Damar Hamlin of the Buffalo Bills tackles Tee Higgins of the Cincinnati Bengals during the first quarter of a game at Paycor Stadium in Cincinnati, Ohio, Jan. 2, 2023. Hamlin was taken off the field by medical personnel following the play.

Dylan Buell/Getty Images

Research on commotio cordis, mentioned in the Tufts medical review, found that a ball moving at high speed would need to hit the chest within a very short window during a heartbeat sequence — only 40 milliseconds long — to cause the condition.

The ball also needed to be traveling at a certain speed: 40-mile-per-hour impacts caused ventricular fibrillation 50% of the time while 30-mile-per-hour balls triggered it 30% of the time. (These studies involved pigs, which are often used as stand-ins for humans in cardiac research given similarities in heart physiology.)

Some doctors posit that kids and teens are more vulnerable to commotio cordis because of thinner chest walls. There’s literally less space for force to travel between the point of contact and the heart.

That makes the 24-year-old Hamlin’s case unexpected. His chest just happened to get hit with the precise amount of force at the wrong time. Prior to being drafted, Higgins was clocked sprinting 40 yards in 4.43 seconds — or about 18 miles per hour at full speed. But everything from the wide receiver’s weight to the angle of his pads upon impact with Hamlin likely played a role.
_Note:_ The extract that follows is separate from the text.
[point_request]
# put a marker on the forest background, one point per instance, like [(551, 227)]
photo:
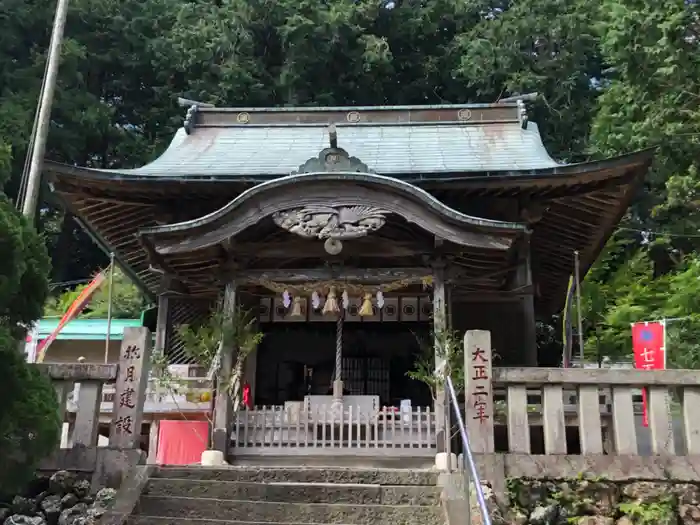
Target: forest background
[(613, 76)]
“Too weak of a blow or too hard of a blow won’t cause it,” Epstein said, adding that there’s some debate in youth sports about whether too much padding in the chest area could make kids more susceptible to commotio cordis.
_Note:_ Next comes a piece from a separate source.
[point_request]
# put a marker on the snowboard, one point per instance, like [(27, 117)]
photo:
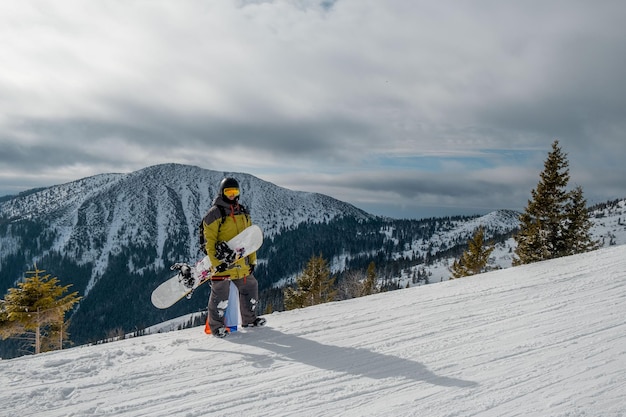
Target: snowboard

CPR and defibrillators can mean the difference between life and death

After Hamlin collapsed, he reportedly received CPR on the field and treatment from an automated external defibrillator, or AED, a machine that can assess a person’s heart rhythm and shock it back to normal.
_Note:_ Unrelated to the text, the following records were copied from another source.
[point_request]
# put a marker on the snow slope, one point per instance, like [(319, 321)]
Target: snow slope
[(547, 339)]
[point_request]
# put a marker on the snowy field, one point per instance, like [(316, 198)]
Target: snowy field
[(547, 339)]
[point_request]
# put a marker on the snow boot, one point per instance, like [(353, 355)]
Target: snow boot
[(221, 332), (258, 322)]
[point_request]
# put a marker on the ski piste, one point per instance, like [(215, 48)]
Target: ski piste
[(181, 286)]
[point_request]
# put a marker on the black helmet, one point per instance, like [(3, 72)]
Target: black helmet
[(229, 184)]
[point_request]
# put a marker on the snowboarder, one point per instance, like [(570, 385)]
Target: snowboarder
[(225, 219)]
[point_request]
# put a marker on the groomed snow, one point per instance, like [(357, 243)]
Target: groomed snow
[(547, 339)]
Bhatt said CPR is crucial immediately after cardiac arrest. Those chest compressions make the heart pump blood and the oxygen it carries through the body.

“Importantly, blood isn’t getting from the heart to the brain [during cardiac arrest],” Bhatt mentioned. “That’s why consciousness has been lost. That’s why the person passed out.” After a jiffy of this interruption, mind harm can be irreparable and in the end result in dying.

However regardless of being resuscitated, the Payments said that Hamlin was reportedly sedated upon arrival, and his advertising rep, Jordon Rooney, said Hamlin was given a breathing tube, which is known as intubation.

Each Epstein and Bhatt mentioned intubation, when a affected person is linked to a ventilator, is regular after the heart forcefully stops.

“Virtually, everyone after a cardiac arrest would get intubated,” Bhatt mentioned.

In 2020, Damar Hamlin started a community charity, and after suffering cardiac arrest during a game this week, it received an outpouring of donations and support.

Megan Briggs/Getty Images

It is also routine to put the patient in a coma. The brain consumes a lot of oxygen, so the interruption of blood flow during cardiac arrest can really stress it out. Epstein said brain cells can start dying and inflammation occurs during this period of stress, so one countermeasure centers around inducing a coma. He added that doctors will sometimes cool the body to lower this physical stress and allay the chances of brain injury, too.

“By putting somebody in a coma, you decrease the metabolic demands of the brain… You’re hoping to limit the amount of damage,” Epstein said. “They’re probably gonna keep him intubated and sedated in a coma for a day or so before trying to wake him up to see how much brain injury there is.”

But both doctors said the incident speaks to the importance of people learning CPR and expanding access to AED machines, especially at sporting events.

“Using an AED is easy, even if you’ve never seen one before. The machine is pretty smart,” Bhatt said. “You don’t need to be a cardiologist. You don’t need to be a doctor. The device does the work.”